Error in metadata extraction
Hello,
When I retrieved the metadata from the following PDF file available here http://ec.europa.eu/environment/marine/pdf/9-Task-Group-10.pdf I got the metadata from another file availalable here http://ec.europa.eu/environment/marine/pdf/8-Task-Group-9.pdf.
I would like to understand which information in the pdf file lead Zotero (and Google Sholar) to the wrong file.
Thank you for your help.
F
When I retrieved the metadata from the following PDF file available here http://ec.europa.eu/environment/marine/pdf/9-Task-Group-10.pdf I got the metadata from another file availalable here http://ec.europa.eu/environment/marine/pdf/8-Task-Group-9.pdf.
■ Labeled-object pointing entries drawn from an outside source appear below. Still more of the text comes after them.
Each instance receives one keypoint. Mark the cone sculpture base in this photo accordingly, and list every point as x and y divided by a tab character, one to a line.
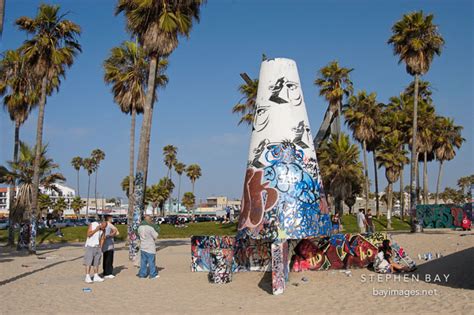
338	251
283	197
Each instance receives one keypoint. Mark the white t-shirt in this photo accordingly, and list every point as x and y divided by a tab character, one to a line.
360	219
93	241
380	264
I would like to understand which information in the pdf file lead Zotero (and Google Sholar) to the wrong file.
Thank you for your help.
F
If you want to look at what exactly, you can have debug output run during the retrieve metadata process:
https://www.zotero.org/support/debug_output
and look at it - there will be a fair amount of irrelevant stuff, but the google scholar query is easy to spot.
(Zotero first looks for a DOI (CrossRef) or an ISBN (WorldCat) but I think those are unlikely here).
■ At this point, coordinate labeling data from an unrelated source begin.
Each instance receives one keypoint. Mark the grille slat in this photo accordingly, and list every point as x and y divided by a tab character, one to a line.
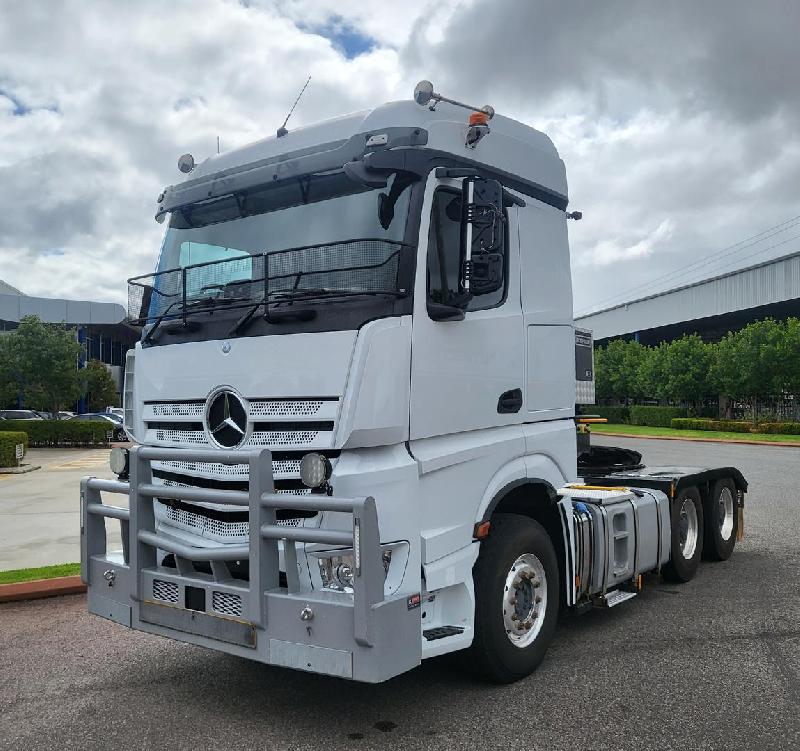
165	591
226	603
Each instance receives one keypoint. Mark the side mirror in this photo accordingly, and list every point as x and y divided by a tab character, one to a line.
482	235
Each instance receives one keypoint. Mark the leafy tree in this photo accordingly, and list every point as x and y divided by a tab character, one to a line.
747	363
44	358
616	368
652	376
99	386
9	383
788	353
686	366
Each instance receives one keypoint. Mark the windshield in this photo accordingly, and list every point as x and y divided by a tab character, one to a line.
317	235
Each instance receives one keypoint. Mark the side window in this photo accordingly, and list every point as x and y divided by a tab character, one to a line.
444	254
- Zotero couldn't get a result from CrossRef
- Zotero didn't try anything with the ISBN (it might have not found it, even if it seems to be obvious in the document text)
- Zotero then generate a query string for Google Scholar. And this result lead it to a wrong document.
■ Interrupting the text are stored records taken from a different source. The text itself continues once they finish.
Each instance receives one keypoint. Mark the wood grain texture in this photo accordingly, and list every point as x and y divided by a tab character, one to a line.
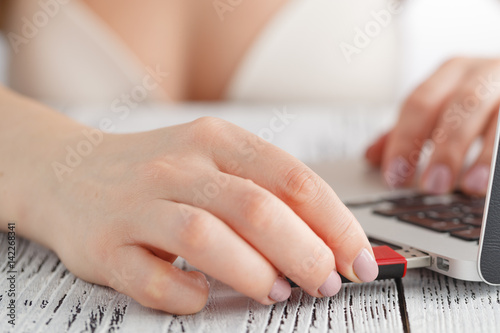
437	303
50	299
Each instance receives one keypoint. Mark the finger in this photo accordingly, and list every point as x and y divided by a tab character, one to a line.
248	156
475	180
375	152
155	283
211	246
416	122
269	225
463	120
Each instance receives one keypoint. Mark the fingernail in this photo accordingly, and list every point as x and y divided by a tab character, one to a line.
365	267
281	290
477	179
332	285
438	179
397	172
My question is : is the text for the query string selected randomly ?
In my example, it is 2 text strings selected from the document preface.
Thanks for your explanation.
F
As for the phrase used in google scholar--they're relatively random (though not in the technical sense: you'd get the same sentence every time you try this). To be precise they're lines within 6 characters of the median line length that appear in the first column of the text (if there is multi-column text).
There's been talk of excluding the first x% of the document to avoid getting prefaces and the like, but I believe that has never happened.